ALIVE-EA臨床試験 (ALIVE-EA)

包含基準:

1. 18歳以上;
2. LV 動脈瘤または瘢痕の存在: 隣接する無収縮性 (無動性および/または運動障害性) 瘢痕の存在によって定義されます。
3. LV 動脈瘤/瘢痕の位置: 心臓画像によって証明され、外科的管理のために紹介される、左心室の中隔および/または前部、先端または前外側領域を含む瘢痕として定義されます。
4. 心臓画像によって証明されるように、意図した瘢痕除去の領域から離れた領域での心筋の生存率;
5. 左心室駆出率 < 45%;
6. 左心室収縮終期容積指数≧50 mL/m2;
7. -NYHA分類で定義されている心不全の症状に苦しんでいる > 2 医学療法に反応しない;
8. -患者は6分間の歩行テストとMLHFの生活の質に関するアンケートに回答しました（ベースライン訪問時に実行できます）;
9. -患者は適切なガイドライン指向の医療療法（GDMT）を受けています。
10. 被験者または法的に権限を与えられた代理人は、書面によるインフォームド コンセントを提供する必要があります。
11. 必要なフォローアップの訪問に同意します。
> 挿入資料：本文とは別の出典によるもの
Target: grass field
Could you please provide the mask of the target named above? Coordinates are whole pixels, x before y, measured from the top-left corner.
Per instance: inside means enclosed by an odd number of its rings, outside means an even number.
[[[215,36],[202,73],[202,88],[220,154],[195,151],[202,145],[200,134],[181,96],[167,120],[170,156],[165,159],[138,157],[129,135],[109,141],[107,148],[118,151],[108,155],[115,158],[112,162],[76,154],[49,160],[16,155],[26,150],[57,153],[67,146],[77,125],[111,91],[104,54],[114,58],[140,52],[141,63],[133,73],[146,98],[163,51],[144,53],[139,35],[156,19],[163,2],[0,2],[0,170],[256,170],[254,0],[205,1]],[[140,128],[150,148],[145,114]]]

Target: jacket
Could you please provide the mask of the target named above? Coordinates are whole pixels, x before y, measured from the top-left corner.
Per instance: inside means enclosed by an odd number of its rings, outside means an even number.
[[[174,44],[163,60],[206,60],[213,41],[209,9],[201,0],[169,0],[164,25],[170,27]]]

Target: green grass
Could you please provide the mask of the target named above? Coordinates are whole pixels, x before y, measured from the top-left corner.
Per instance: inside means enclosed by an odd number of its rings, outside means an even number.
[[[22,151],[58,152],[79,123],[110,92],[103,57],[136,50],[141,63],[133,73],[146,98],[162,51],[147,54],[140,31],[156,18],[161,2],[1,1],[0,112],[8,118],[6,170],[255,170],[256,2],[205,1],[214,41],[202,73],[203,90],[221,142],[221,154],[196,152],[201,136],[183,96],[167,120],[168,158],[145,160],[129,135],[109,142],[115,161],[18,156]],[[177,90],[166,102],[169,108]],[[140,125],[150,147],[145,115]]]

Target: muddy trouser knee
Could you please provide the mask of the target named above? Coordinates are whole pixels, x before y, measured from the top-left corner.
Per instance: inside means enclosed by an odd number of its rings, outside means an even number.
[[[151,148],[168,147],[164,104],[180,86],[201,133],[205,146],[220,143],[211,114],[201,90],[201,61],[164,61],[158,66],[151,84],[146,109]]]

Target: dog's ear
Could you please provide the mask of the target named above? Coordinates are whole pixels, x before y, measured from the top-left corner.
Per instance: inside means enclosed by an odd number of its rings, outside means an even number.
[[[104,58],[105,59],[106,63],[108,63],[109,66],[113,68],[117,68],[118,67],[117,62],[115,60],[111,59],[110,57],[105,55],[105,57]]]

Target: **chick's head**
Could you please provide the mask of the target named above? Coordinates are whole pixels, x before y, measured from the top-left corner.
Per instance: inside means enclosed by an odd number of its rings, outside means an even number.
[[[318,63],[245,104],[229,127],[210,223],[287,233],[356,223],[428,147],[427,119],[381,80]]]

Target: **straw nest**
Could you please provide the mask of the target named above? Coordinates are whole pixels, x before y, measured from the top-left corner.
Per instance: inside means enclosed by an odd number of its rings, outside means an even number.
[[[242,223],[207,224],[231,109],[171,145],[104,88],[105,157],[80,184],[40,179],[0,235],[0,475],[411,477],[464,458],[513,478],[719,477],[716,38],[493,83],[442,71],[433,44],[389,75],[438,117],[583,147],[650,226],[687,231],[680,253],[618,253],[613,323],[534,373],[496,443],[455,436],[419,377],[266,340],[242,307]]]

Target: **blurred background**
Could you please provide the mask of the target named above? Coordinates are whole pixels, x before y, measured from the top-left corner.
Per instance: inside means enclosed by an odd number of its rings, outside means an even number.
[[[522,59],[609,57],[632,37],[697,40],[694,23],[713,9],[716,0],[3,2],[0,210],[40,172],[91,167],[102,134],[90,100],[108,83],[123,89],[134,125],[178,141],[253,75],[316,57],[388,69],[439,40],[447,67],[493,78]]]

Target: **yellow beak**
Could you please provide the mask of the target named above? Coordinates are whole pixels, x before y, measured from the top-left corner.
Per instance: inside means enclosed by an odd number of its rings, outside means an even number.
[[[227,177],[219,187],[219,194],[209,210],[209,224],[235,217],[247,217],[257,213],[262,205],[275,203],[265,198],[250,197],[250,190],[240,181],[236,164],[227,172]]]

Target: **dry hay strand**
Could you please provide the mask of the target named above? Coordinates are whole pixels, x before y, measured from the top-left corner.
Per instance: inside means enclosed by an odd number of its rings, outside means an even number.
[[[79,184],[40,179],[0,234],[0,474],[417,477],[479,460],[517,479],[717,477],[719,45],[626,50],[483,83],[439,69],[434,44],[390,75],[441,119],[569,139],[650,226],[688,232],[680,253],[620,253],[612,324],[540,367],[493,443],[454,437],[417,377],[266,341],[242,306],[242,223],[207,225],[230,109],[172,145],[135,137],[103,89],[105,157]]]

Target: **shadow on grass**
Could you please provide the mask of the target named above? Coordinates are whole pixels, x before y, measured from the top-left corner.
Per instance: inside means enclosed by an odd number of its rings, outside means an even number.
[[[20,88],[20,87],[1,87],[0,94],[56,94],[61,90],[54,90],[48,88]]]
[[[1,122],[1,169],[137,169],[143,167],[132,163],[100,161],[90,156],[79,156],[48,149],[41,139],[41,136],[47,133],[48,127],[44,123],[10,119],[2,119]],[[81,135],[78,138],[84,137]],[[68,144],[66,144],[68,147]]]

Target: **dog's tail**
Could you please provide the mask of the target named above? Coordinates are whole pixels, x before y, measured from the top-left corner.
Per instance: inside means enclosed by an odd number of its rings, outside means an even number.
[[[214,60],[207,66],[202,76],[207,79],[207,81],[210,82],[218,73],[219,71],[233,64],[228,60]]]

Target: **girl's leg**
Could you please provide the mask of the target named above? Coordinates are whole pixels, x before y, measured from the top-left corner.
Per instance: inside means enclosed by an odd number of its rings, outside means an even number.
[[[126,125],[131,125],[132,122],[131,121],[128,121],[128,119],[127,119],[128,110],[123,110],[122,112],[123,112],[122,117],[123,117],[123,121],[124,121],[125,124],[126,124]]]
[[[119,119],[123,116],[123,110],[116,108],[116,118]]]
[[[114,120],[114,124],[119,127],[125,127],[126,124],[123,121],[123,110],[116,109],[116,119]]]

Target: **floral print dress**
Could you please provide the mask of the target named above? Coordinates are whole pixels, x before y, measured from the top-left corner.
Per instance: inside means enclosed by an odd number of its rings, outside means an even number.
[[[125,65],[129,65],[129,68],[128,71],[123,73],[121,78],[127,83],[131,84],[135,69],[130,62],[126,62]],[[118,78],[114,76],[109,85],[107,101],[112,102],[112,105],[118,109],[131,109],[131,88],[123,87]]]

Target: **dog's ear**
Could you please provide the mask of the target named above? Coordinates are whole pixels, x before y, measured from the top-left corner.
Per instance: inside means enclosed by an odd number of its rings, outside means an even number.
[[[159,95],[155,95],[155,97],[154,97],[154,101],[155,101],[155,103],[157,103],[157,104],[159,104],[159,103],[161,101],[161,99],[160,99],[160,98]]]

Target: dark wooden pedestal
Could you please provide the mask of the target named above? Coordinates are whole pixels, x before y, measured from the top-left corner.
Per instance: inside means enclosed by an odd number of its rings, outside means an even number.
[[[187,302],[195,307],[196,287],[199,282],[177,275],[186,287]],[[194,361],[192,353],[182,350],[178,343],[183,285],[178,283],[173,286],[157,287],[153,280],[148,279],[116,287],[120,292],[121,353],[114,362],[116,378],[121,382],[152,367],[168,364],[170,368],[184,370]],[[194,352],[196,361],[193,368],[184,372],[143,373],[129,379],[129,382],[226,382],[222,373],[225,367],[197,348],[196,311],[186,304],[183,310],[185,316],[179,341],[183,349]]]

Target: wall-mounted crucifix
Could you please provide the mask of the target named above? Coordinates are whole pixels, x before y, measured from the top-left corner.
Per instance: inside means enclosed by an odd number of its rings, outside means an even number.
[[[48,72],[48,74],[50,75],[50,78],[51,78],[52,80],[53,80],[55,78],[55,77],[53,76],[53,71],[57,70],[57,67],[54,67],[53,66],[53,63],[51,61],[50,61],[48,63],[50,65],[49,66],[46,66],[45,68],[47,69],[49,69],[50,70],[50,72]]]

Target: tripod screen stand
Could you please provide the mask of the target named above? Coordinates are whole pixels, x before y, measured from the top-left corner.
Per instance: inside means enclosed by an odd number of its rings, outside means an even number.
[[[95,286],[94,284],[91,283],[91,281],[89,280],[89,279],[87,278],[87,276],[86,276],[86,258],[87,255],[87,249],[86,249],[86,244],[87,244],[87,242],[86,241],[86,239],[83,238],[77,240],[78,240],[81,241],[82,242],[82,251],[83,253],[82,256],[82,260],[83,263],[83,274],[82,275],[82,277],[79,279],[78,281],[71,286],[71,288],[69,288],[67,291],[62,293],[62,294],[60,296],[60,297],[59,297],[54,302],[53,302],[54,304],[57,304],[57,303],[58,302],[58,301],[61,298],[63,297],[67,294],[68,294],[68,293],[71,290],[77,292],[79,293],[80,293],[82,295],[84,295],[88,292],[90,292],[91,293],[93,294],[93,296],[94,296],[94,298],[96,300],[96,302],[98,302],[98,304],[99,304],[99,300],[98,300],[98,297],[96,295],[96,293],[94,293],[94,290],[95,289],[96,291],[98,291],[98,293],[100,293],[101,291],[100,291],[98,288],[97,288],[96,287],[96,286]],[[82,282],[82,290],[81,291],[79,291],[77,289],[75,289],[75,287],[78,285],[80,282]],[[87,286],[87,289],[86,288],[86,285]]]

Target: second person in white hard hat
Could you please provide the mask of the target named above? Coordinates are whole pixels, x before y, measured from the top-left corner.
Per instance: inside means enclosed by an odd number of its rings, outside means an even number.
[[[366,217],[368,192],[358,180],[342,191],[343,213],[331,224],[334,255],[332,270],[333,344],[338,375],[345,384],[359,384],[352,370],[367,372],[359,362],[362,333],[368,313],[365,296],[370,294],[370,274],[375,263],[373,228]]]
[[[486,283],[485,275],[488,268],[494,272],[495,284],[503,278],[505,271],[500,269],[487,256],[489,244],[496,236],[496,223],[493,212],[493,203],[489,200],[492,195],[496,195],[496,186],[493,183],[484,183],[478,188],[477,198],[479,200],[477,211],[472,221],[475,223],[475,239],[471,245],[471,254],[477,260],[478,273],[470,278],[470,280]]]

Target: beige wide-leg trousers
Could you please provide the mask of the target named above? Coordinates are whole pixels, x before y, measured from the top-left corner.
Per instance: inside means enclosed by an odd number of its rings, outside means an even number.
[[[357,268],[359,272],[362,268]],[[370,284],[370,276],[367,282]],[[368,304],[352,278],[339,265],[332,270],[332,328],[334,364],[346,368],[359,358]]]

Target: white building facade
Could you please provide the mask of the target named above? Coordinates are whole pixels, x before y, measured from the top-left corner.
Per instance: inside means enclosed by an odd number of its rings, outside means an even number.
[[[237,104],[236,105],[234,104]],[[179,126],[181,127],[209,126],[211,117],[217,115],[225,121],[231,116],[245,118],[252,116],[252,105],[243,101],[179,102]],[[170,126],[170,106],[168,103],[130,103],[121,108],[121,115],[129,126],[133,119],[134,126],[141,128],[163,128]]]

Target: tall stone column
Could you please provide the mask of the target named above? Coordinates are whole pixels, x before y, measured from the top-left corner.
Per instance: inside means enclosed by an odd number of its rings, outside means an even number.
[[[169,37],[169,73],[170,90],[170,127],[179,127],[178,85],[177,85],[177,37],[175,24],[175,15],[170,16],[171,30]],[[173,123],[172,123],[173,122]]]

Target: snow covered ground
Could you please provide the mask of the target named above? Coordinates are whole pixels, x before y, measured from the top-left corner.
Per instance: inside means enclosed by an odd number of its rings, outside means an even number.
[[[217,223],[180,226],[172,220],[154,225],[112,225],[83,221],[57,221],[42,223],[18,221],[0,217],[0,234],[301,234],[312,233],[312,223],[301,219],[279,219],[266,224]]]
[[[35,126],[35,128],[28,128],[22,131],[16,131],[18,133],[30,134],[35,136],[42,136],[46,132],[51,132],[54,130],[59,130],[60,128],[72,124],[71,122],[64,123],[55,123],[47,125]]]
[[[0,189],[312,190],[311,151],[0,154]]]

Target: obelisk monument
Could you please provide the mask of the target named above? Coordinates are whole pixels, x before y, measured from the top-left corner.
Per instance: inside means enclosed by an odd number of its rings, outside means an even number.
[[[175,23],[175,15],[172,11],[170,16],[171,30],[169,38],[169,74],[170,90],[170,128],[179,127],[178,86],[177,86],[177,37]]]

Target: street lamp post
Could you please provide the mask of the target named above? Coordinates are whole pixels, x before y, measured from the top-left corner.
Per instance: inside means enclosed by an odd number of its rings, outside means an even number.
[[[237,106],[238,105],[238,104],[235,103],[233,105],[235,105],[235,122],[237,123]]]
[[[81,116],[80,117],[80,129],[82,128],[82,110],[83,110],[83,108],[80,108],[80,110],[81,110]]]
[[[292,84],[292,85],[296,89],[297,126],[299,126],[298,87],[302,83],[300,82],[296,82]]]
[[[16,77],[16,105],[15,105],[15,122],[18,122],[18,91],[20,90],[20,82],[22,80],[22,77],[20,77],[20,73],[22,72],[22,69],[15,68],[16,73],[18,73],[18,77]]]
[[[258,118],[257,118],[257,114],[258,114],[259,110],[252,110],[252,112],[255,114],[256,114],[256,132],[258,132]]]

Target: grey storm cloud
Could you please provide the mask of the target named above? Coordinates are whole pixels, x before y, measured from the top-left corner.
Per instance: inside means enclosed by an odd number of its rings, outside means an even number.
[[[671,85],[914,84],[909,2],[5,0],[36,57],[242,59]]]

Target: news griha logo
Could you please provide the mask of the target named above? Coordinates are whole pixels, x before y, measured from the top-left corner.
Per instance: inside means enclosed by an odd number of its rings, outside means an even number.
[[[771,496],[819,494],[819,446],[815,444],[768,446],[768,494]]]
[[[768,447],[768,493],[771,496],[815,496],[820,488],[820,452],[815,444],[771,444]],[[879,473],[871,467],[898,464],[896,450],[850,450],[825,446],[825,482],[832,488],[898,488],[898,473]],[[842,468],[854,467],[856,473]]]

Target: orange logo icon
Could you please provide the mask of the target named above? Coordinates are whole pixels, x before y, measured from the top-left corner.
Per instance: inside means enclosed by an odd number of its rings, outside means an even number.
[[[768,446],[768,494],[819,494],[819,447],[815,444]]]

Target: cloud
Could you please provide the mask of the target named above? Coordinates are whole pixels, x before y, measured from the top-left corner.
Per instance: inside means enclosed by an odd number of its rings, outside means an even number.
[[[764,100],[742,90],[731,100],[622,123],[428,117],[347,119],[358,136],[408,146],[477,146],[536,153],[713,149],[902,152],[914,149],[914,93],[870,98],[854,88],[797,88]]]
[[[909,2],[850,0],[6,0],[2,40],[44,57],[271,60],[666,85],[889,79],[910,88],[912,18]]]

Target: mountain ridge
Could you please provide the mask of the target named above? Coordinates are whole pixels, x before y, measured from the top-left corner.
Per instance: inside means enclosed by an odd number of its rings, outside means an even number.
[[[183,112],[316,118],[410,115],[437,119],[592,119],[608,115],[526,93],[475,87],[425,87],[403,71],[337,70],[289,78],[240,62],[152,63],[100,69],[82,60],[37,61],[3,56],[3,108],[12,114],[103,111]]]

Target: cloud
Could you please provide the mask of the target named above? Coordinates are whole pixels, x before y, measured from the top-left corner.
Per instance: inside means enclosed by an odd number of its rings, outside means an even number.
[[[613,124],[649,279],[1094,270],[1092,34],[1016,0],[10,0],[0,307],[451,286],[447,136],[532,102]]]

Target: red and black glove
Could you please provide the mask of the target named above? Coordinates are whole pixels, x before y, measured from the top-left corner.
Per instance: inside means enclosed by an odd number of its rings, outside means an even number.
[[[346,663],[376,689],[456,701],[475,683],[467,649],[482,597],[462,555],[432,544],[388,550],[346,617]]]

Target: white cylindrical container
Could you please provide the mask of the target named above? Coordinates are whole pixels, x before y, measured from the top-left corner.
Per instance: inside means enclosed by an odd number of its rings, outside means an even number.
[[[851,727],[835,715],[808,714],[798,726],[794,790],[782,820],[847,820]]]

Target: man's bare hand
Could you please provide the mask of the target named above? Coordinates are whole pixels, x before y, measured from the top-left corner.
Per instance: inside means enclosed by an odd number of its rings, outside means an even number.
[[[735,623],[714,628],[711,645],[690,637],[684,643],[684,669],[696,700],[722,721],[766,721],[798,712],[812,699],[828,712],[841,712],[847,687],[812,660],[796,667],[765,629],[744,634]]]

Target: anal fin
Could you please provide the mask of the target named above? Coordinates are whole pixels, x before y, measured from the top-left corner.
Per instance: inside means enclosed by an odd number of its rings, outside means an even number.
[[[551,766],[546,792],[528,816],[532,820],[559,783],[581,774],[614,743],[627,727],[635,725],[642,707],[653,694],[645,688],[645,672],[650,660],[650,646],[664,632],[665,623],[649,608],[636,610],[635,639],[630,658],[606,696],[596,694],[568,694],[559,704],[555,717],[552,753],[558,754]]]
と
12. -出産の可能性のある女性被験者は、インデックス手順後、少なくとも1年間妊娠を計画していません。 出産の可能性のある女性の場合、インデックス手順の 7 日前までに陰性の結果が判明している妊娠検査を実施する必要があります。

除外基準:

1. -心臓再同期療法（CRT）またはICDペーシングリードの配置≤登録の60日前;
2. 治験責任医師の意見では、手術が必要になる心臓弁膜症;
3. 中等度を超える機能性僧帽弁逆流（すなわち、 EROA>20mm sq.) および一次 MR (乳頭筋断裂による MR を含む);
4. サイト調査員の意見では、冠動脈血行再建術の必要性;
5. -エコーまたは右心カテーテル法および/または肺性心の証拠による60 mm Hgを超える最大収縮期肺動脈圧;
6. -登録前90日以内の心筋梗塞;
7. 過去6か月以内に、以前のCVAまたはTIA、または頭蓋内出血、または永続的な神経学的欠損、または既知の頭蓋内病変;
8. -平均余命が1年未満の併存疾患プロセスまたは寛解していない活動性悪性腫瘍;
9. 固形臓器移植、または心臓以外の固形臓器移植の待機リストに載っている; 6/64 ページ BioVentrix CIP-0067、Rev A
10. -血清クレアチニンが2.5 mg / dLを超える慢性腎不全および/またはGFRが30 ml /分未満;
11. -被験者は現在、主要評価項目をまだ完了していない別の臨床試験に参加しています。
12. 重大な心室性不整脈の存在
13. -禁忌または全身抗凝固療法を順守できない;
14. -デバイス材料に対する既知の過敏症または禁忌;
15. 以前の心膜切開術または左開胸術;
16. -14F送達カテーテルの配置を妨げる右頸部の病理学/以前の手術/放射線療法;
17. 以前の開心術または重大な心膜炎;
18. 心臓画像によって確認された、意図されたアンカーインプラントの領域における心室壁の石灰化;
19. -抗凝固剤で適切に治療されていない心臓画像によって確認された、左心房または心室の血栓または心室内塊。
20. 研究者の意見では、アンカーの配置を妨げる可能性がある前頂部 RV で機能しているペースメーカー リード。